Abraham Bäck (9 December 1713 – 21 May 1795) was a Swedish physician who is considered an important reformer of Swedish medical training and the organisation of Swedish medical practice.

== Biography ==
Bäck commenced his studies at Uppsala University in 1730 with the intention to study for the priesthood. However, an anatomical demonstration inspired him to study medicine instead and he became doctor of medicine in 1740 with a thesis on tuberculosis. In his old age, Bäck commented that medical teaching in Uppsala was in a sorry state during the latter part of the tenure of Olof Rudbeck the Younger and Lars Roberg. He also opined that the presence of Nils Rosén von Rosenstein, who taught from 1731 and became professor in 1740, led to a great improvement. Under Rosén von Rosenstein, Bäck's medical studies had a contemporary content and an empirical focus.

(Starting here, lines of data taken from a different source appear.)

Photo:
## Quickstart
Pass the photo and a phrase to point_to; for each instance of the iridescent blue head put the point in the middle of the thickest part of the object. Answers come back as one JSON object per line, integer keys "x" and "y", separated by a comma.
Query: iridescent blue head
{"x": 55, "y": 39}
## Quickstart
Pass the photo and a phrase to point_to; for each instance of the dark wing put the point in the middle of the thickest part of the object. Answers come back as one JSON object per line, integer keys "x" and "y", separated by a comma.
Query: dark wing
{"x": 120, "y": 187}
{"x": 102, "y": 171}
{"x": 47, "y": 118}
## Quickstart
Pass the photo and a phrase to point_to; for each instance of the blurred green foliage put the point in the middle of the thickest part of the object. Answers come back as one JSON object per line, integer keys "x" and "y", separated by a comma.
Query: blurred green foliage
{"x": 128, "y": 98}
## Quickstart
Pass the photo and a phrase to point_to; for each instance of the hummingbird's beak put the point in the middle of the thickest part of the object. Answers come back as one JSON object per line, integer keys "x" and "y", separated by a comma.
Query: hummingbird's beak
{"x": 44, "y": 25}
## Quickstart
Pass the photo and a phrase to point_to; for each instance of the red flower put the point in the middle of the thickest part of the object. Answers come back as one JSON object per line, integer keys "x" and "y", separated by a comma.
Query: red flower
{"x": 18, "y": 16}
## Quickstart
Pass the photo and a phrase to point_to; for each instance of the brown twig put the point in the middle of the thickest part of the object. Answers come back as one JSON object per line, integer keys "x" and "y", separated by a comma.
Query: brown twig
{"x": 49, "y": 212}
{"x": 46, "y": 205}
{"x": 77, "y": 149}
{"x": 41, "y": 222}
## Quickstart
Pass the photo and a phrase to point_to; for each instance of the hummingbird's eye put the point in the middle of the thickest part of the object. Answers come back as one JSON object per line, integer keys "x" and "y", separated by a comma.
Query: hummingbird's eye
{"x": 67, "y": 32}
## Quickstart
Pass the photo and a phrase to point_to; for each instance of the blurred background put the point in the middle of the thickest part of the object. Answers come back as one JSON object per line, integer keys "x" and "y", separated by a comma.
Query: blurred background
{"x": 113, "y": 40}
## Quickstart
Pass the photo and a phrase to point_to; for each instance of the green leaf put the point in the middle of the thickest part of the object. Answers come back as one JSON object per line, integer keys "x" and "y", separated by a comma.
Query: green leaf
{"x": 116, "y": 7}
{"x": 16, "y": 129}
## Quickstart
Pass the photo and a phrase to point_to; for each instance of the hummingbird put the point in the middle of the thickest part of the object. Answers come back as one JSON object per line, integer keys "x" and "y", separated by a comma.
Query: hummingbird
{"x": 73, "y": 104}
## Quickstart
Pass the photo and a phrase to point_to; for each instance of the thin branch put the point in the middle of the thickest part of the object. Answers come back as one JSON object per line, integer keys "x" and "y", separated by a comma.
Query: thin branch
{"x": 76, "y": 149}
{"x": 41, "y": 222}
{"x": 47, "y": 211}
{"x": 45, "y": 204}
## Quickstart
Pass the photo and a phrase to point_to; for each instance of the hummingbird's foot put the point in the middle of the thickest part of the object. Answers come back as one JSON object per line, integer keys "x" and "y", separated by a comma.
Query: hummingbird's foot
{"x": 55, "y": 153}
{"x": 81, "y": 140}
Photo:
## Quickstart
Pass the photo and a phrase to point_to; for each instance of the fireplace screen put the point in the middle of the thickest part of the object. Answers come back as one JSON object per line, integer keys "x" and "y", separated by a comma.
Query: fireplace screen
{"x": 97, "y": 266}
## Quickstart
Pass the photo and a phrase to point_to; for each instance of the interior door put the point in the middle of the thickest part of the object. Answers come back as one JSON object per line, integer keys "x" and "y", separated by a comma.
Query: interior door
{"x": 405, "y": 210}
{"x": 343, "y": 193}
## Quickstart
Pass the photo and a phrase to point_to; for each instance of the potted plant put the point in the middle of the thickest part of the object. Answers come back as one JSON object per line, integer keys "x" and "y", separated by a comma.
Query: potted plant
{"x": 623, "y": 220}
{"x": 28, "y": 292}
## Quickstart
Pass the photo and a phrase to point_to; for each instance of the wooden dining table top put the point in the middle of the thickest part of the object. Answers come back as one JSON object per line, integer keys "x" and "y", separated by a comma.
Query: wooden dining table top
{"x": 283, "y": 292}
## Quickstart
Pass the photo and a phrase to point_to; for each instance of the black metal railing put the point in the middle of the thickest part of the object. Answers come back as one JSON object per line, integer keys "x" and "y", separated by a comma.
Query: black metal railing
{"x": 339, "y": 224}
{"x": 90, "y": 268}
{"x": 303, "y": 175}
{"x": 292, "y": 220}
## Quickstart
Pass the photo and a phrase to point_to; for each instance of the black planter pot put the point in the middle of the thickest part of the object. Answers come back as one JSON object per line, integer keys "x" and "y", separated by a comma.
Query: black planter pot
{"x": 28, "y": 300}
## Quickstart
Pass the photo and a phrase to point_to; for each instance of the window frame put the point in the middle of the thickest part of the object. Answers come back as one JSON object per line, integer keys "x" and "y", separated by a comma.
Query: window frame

Bäck conducted studies abroad from 1741 to 1745. He started his own medical practice in Stockholm in 1745 after he had failed to get an academic position in Uppsala or Lund. In 1747 he was tasked by the Collegium medicum, the college of physicians, to conduct public lectures in anatomy in Stockholm and in 1749 he became professor of anatomy. He became a junior court physician in 1748 and the queen's physician in 1773. Following his foreign visits, he and Olof Acrel advocated the establishment of a modern hospital in 1746. From Bäck's point of view, such a hospital would lead to improved medical education, and remove the necessity for young Swedish physician to travel abroad to gather sufficient experience. After some delay Serafimerlasarettet, Sweden's first modern hospital, opened in 1752, and Bäck worked as a physician there. However, he also became archiater and president of the Collegium medicum in late 1752, which meant that he had to leave the hospital in 1753.

He was a close friend of Carl Linnaeus and became a member of the Royal Swedish Academy of Sciences in 1742.

Bäck was an early member of Pro Fide et Christianismo, a Christian education society.